History of Science Museum: Collection Database Search


Inventory no. 52869 - Former Display Label

The Saphæa Arzachelis

The universal astrolabe projection developed by az-Zarqellu in Toledo in the 11th century (see the label 'The az-Zarqellu Projection' in the vertical bay displaying maghribî astrolabes) was known in medieval Christian Europe as saphæa arzachelis. This projection, described in 13th century translations, from different Arabic originals, both in the Libros del saber (c.1277) of Alfonso el Sabio of Castile and by Prophatius Judæus in 1263, appears later to have been forgotten, or little used, until its reintroduction in the 16th century by Gemma Frisius who called it the astrolabum catholicum (see the label 'The Astrolabum Catholicum of Gemma Frisius' in one of the horizontal cases to the left).

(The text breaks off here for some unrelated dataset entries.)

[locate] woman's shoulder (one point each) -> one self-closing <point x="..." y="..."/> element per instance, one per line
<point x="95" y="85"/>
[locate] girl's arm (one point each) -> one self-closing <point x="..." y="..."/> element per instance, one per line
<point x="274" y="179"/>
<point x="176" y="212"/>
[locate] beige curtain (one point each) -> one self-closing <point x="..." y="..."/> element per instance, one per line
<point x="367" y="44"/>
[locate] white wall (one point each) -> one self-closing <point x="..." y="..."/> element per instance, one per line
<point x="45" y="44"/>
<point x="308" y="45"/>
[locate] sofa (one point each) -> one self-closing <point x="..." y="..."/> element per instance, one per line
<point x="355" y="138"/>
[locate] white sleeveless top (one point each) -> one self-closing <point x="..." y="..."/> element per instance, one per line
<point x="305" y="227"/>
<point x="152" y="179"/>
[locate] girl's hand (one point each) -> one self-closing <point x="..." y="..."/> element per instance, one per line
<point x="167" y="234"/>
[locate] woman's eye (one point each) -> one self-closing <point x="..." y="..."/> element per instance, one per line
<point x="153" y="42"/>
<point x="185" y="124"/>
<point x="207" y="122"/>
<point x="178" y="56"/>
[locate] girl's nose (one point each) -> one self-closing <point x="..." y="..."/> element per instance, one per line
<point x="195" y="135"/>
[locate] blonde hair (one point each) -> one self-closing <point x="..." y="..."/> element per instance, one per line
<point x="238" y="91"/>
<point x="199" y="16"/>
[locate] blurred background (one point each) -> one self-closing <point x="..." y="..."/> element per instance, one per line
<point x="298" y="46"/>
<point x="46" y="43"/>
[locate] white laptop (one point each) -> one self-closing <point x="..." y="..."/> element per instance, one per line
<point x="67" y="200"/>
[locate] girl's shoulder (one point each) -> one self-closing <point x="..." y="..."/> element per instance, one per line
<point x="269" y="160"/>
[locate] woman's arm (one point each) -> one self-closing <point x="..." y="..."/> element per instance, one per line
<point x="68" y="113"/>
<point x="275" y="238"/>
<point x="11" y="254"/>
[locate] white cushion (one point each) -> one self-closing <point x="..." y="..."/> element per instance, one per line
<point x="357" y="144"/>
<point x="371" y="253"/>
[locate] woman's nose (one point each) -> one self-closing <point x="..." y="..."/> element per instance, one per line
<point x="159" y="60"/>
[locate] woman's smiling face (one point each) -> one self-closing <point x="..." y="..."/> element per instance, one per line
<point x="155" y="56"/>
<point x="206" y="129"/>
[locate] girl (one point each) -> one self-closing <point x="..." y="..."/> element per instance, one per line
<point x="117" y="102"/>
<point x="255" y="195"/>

The mater (lower right) of the late Gothic astrolabe of ?c. 1400 shown here is one of the very few examples of this projection on a non-Islamic astrolabe before its reintroduction by Gemma Frisius. Another example occurs on an astrolabe of 1486 by Hans Dorn, now in the Muzeum Universytetu Jagiellonskiego, Cracow, Poland.

The astrolabe is neither signed nor dated and its origins are unknown. Brass.

Rete for twenty-three stars, all named: the star-pointers are of the 'wavy flame' type, three with flat rectangular bases, the remainder spring directly from the tracery. The rete appears to be of late Gothic type, most of the tracery consisting of a pattern of straight lines and circles; the section of the equinoctial band, however, is supported by two semi-quatrefoils, and what, in an earlier rete might have been a quatrefoil within the ecliptic circle, has been reduced to a small circle. An unusual feature is that the outer edge of the Capricorn band is cut with 120 teeth, and divided equally into twelve parts named with the months of the year. The position of the vernal point is difficult to determine but appears to be about 12 March. The month 'May' is written "madi" (i.e. madius), a form commonly found in medieval manuscripts from Spain and Portugal.

Two plates, for latitudes: 42°, 45°; 48°, 51°. On each of the plates the circle representing the Tropic of Capricorn is divided into 360° numbered clockwise from the meridian line. Apart from this very unusual feature, the plates are of the usual type with almucantars, azimuths, tropical and equinoctial circles, lines of unequal hours, and the line of twilight.

On the back are a shadow-square, an unequal hour diagram, a zodiac/calendar scale (0° Aries = 111/2 March; eccentric type) and the usual scale of degrees.

Certain features suggest that the back of this astrolabe was engraved, or partially re-engraved, at a later date than the construction of the rest of the instrument: the month 'May' is written "MAIVS" on the zodiac/calendar scale on the back, and not "madi" as on the rete; and the lettering on the back is Roman, whereas on the rete and the saphæa it is Lombardic.

The alidade, horse and pin, and the rule for use with the saphæa, are missing.